- Born: 4 July 1921 Dacca, Bengal, British India
- Died: 3 October 1993 (aged 72) Karachi, Sindh, Pakistan
- Education: Dhaka University
- Office: Mayor of Dacca
- Political party: Council Muslim League
- Children: Syed Khwaja Alqama
- Parents: Syed Khwaja Alauddin (father); Shahzadi Begum (mother);

= Syed Khwaja Khairuddin =

Pakistani politician

Syed Khwaja Khairuddin (سيد خواجہ خير الدين, সৈয়দ খাজা খায়েরউদ্দিন) was a Pakistani politician. He was the vice mayor of Dhaka and was known for opposing the Independence of Bangladesh. Following Bangladesh's independence, he migrated to live in Pakistan.

== Early life ==
Khairuddin was born in Dhaka on 4 July 1921. His father was Syed Khwaja Alauddin and his mother was Shahzadi Begum. Syed Khwaja Alauddin was a leader of the Khilafat Movement along with his father, Syed Khwaja Wazir Ali. Wazir Ali's father, Syed Khwaja Muhammad Hassan, moved to Dhaka from Patna in the 1800s. Shahzadi Begum was a great-granddaughter of Nawab Khwaja Alimullah of Dhaka and grand-niece of Khwaja Abdul Ghani (second Nawab of Dhaka). Khairuddin had a brother, Khwaja Mohiuddin (Ladla Mia), and a sister, Farhadi Begum. He studied at the Government Muslim High School in Dhaka and graduated from the University of Dhaka in 1943.

==Career==
He became the President of East Pakistan Council Muslim League. He served as the vice mayor of Dhaka. He was elected MPA in the years 1962–65 and was also elected MNA in the year 1965. He was a polling agent of Fatima Jinnah in Dhaka for the 1965 Pakistani presidential election which she contested for against President Ayub Khan. He was accused in the National Assembly of Pakistan for political bias in appointing personnel during his tenure as mayor. He was the convenor and chairman of East Pakistan Central Peace Committee. The committee faced accusations of war crimes and one of its founders, Ghulam Azam, was convicted of war crimes. Khairuddin moved to Pakistan after the independence of Bangladesh in 1971. After migrating to Pakistan, he served as Secretary General of the Movement for the Restoration of Democracy (MRD) which was an alliance of eight parties against President Muhammad Zia-ul-Haq. Khairuddin was also a Senior Vice President of the Pakistan Muslim League. He was deported by Zulfikar Ali Bhutto for campaigning against the Unification of Pakistan. He was awarded a Sitara-e-Khidmat by Ayub Khan in 1963 and also awarded a gold medal by Prime Minister Nawaz Sharif for his role during the Pakistan Movement.

== Death ==
Syed Khwaja Khairuddin died in Karachi on 3 October 3, 1993. His wife, Begum Hasina Khairuddin, died in Karachi on 27 April 2010.

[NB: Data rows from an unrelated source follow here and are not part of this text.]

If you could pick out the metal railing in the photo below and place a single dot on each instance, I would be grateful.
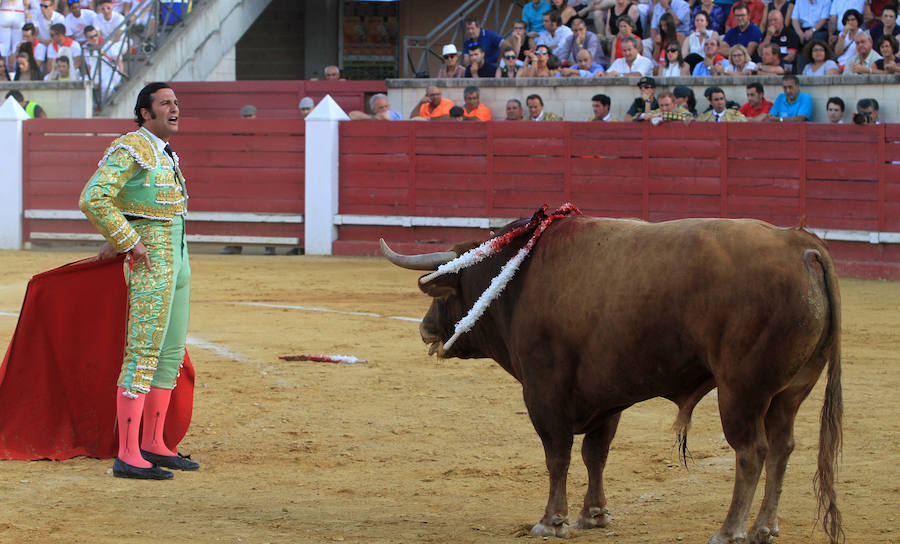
(132, 45)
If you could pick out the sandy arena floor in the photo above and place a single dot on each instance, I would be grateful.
(407, 448)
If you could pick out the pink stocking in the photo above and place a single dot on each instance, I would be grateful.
(155, 408)
(129, 421)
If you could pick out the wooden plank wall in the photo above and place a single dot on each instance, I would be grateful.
(830, 177)
(239, 165)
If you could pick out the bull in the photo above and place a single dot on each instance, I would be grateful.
(606, 313)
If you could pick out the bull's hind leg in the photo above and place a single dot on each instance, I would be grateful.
(594, 451)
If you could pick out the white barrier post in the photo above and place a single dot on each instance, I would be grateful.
(11, 117)
(321, 185)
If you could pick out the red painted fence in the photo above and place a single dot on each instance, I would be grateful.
(830, 177)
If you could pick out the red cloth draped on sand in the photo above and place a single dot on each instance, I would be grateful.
(58, 379)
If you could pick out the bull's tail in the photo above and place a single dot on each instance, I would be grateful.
(830, 426)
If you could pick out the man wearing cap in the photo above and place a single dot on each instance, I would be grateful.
(644, 103)
(432, 106)
(632, 63)
(487, 39)
(451, 67)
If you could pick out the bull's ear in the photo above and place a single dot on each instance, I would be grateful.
(440, 287)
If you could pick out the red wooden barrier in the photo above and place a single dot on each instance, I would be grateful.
(827, 177)
(244, 177)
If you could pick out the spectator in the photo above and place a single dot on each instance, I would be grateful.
(533, 15)
(834, 109)
(887, 26)
(513, 110)
(674, 64)
(77, 19)
(451, 67)
(31, 108)
(432, 105)
(632, 63)
(509, 65)
(712, 64)
(745, 33)
(478, 65)
(739, 62)
(757, 107)
(786, 39)
(719, 111)
(771, 60)
(600, 104)
(820, 63)
(581, 39)
(62, 45)
(845, 42)
(536, 110)
(488, 40)
(793, 105)
(518, 40)
(889, 63)
(306, 105)
(536, 65)
(645, 102)
(554, 33)
(864, 60)
(474, 110)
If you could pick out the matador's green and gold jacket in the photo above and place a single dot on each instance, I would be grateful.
(134, 178)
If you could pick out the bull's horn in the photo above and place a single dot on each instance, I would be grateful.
(426, 261)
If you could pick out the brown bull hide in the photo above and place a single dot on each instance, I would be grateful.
(607, 313)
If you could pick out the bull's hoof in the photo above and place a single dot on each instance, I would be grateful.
(597, 517)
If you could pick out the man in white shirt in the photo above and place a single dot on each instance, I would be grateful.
(632, 63)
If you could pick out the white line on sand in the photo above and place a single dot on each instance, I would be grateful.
(327, 310)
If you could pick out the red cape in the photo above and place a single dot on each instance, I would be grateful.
(58, 378)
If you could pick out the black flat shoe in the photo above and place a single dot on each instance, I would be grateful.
(177, 461)
(121, 469)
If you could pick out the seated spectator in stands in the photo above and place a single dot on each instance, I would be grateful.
(305, 107)
(474, 110)
(432, 106)
(106, 20)
(745, 33)
(864, 60)
(451, 67)
(632, 63)
(488, 40)
(719, 112)
(62, 45)
(793, 105)
(518, 41)
(889, 62)
(533, 15)
(810, 19)
(713, 64)
(580, 40)
(645, 102)
(786, 39)
(887, 26)
(77, 19)
(674, 64)
(600, 104)
(478, 66)
(536, 63)
(757, 107)
(554, 32)
(536, 110)
(834, 109)
(820, 63)
(771, 60)
(33, 110)
(866, 112)
(513, 110)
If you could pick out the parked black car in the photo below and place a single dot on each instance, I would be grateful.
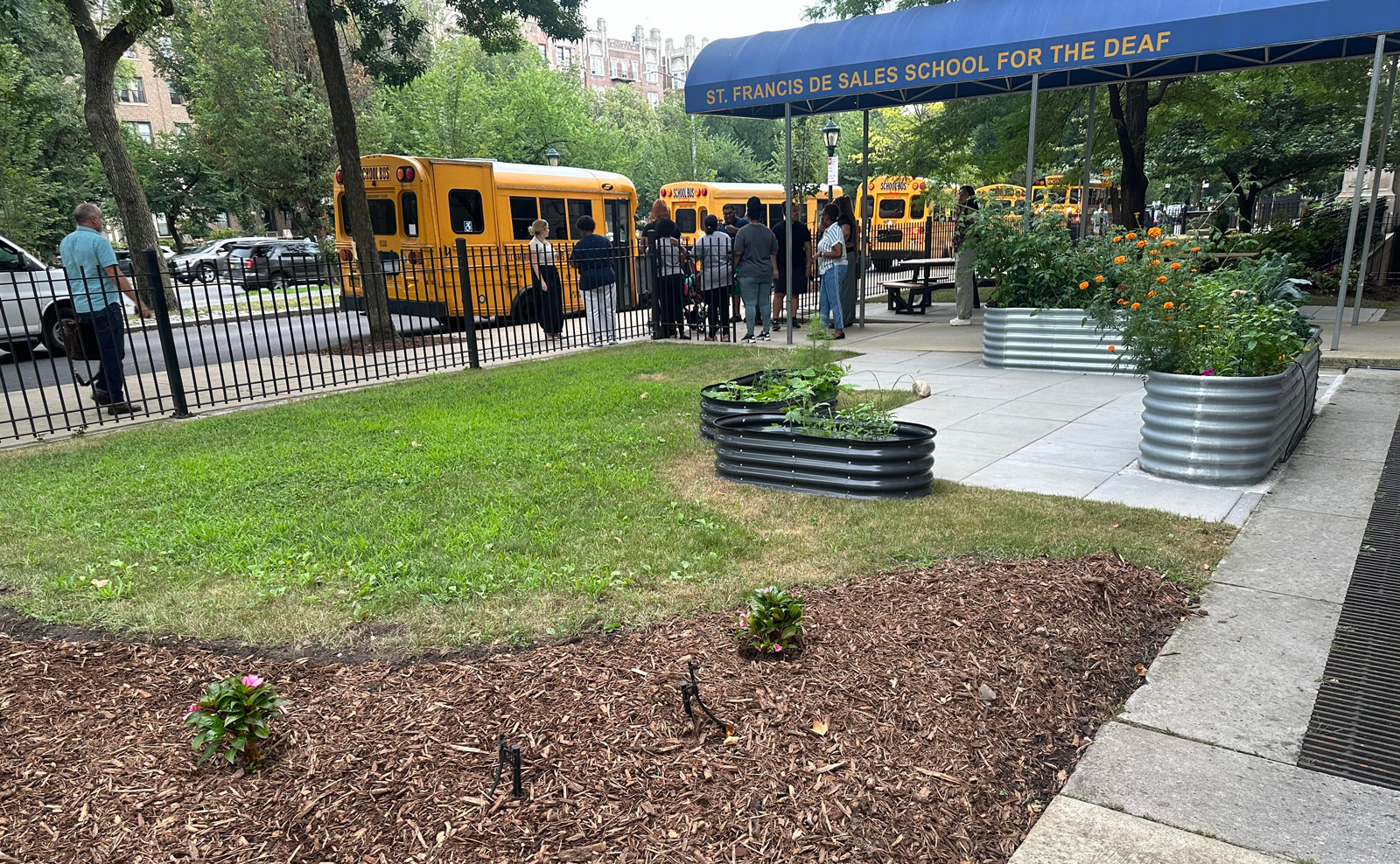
(276, 264)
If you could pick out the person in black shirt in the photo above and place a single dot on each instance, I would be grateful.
(802, 254)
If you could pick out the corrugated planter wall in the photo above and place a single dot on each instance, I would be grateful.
(748, 450)
(1225, 429)
(1063, 340)
(713, 408)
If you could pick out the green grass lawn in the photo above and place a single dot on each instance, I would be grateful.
(520, 502)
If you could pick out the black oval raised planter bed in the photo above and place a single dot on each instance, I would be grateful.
(713, 408)
(748, 450)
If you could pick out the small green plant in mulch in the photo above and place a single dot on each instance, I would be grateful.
(233, 717)
(774, 623)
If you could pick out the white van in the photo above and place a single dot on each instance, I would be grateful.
(32, 301)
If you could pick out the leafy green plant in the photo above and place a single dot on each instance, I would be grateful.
(233, 717)
(774, 623)
(863, 422)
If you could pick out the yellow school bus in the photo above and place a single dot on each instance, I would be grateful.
(692, 202)
(419, 209)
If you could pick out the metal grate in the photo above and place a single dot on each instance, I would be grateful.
(1354, 730)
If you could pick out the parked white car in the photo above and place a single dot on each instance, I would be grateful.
(32, 301)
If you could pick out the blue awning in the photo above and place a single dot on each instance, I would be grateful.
(982, 48)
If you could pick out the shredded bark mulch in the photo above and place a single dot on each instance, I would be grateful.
(954, 700)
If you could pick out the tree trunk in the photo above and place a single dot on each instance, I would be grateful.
(356, 209)
(1129, 104)
(100, 59)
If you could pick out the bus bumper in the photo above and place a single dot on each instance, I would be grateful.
(354, 303)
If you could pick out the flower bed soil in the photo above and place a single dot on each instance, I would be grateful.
(385, 763)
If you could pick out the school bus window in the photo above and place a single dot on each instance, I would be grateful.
(382, 217)
(578, 207)
(524, 212)
(464, 209)
(410, 205)
(555, 213)
(686, 219)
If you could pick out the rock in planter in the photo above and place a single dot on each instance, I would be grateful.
(1063, 340)
(713, 408)
(1225, 429)
(748, 450)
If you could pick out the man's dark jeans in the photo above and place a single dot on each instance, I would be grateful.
(109, 326)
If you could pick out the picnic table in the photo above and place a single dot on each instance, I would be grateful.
(921, 287)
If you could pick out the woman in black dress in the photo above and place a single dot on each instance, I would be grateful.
(546, 280)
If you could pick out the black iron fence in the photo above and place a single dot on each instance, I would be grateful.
(80, 354)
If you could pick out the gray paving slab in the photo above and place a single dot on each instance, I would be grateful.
(1269, 807)
(1026, 429)
(1042, 410)
(1211, 504)
(1340, 487)
(1075, 455)
(1096, 434)
(1075, 833)
(1337, 438)
(1031, 477)
(1267, 554)
(1243, 677)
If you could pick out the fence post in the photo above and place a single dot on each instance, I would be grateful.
(464, 275)
(156, 289)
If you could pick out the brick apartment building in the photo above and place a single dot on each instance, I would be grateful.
(644, 60)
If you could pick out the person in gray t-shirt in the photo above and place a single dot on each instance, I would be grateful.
(755, 257)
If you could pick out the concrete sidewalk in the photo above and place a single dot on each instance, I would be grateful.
(1203, 765)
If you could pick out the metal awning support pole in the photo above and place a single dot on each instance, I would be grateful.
(864, 221)
(1376, 193)
(788, 219)
(1355, 192)
(1088, 165)
(1031, 146)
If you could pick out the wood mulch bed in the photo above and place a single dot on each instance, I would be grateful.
(954, 700)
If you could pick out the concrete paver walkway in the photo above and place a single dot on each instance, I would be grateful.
(1210, 745)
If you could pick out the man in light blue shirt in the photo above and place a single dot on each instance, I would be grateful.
(97, 285)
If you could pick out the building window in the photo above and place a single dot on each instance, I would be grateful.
(142, 130)
(133, 93)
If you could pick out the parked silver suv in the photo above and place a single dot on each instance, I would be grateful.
(32, 301)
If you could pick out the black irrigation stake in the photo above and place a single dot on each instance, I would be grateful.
(690, 693)
(508, 754)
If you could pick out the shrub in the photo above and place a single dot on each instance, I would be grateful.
(774, 623)
(233, 716)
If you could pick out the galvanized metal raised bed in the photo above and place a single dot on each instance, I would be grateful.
(1225, 429)
(713, 408)
(1063, 340)
(748, 450)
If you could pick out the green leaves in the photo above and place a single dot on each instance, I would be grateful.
(774, 621)
(234, 716)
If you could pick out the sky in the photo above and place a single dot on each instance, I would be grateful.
(713, 20)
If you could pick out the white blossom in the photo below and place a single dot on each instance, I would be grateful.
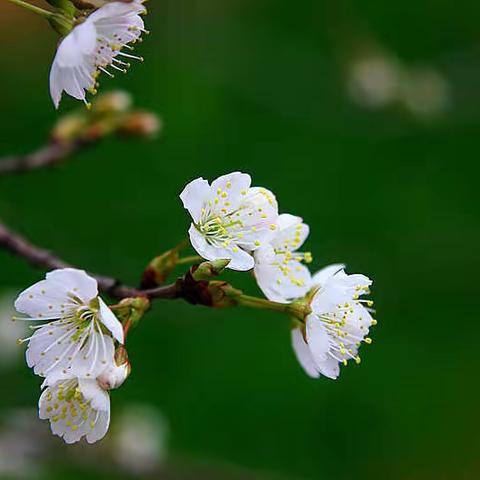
(76, 408)
(230, 218)
(93, 46)
(278, 265)
(338, 324)
(76, 338)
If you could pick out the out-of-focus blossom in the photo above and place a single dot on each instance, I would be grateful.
(95, 45)
(425, 92)
(382, 81)
(373, 81)
(139, 439)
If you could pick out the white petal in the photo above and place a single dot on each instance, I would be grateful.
(304, 356)
(260, 214)
(278, 284)
(94, 357)
(77, 281)
(317, 339)
(234, 186)
(194, 196)
(72, 69)
(71, 413)
(99, 398)
(330, 368)
(241, 261)
(323, 275)
(291, 233)
(101, 427)
(110, 321)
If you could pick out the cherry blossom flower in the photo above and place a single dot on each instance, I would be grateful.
(279, 270)
(95, 45)
(76, 336)
(230, 218)
(338, 324)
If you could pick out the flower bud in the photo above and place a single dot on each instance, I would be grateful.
(61, 24)
(69, 127)
(116, 374)
(208, 270)
(117, 101)
(140, 124)
(160, 268)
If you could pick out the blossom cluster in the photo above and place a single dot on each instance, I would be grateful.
(73, 348)
(77, 344)
(233, 220)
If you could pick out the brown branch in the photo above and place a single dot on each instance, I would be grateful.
(39, 257)
(48, 156)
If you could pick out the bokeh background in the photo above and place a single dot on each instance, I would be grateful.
(363, 117)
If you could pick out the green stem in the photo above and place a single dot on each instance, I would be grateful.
(298, 309)
(32, 8)
(261, 303)
(189, 260)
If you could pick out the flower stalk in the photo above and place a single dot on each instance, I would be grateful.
(33, 8)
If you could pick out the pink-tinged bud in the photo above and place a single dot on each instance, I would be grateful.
(116, 374)
(117, 101)
(141, 124)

==Personal life and legacy==
Khairuddin was married to Begum Hasina Khairuddin, daughter of his fourth-cousin Khwaja M. Alim (great-great-grandson of Nawab Khwaja Alimullah of Dhaka). Khwaja M. Alim and his father, Khwaja Abdul Karim, were leaders of the Khilafat Movement (similar to Khairuddin's father and grandfather). The couple had three sons: Syed Khwaja Salman, Dr. Syed Khwaja Alqama, Syed Khwaja Maaz, and three daughters: Seema, Fariyal, and Tazeen.

Salman is a senior leader of the Pakistan Muslim Alliance, a political party that represents the Bengali community in Pakistan. Maaz is a banker who worked for many years in the Bank of Credit and Commerce International. He was a favorite of the bank's founder Agha Hasan Abedi and was referred to as the "blue-eyed boy" of Abedi. Maaz was posted in the bank's Dhaka branch out of preference for his home city. Dr. Syed Khwaja Alqama is the former vice-chancellor of Bahauddin Zakariya University. He was nominated to be Pakistan's High Commissioner to Bangladesh, but the Government of Bangladesh (then led by Sheikh Hasina) declined to accept his nomination. He is currently the Dean of the Faculty of Social Sciences and Humanities at Minhaj University Lahore.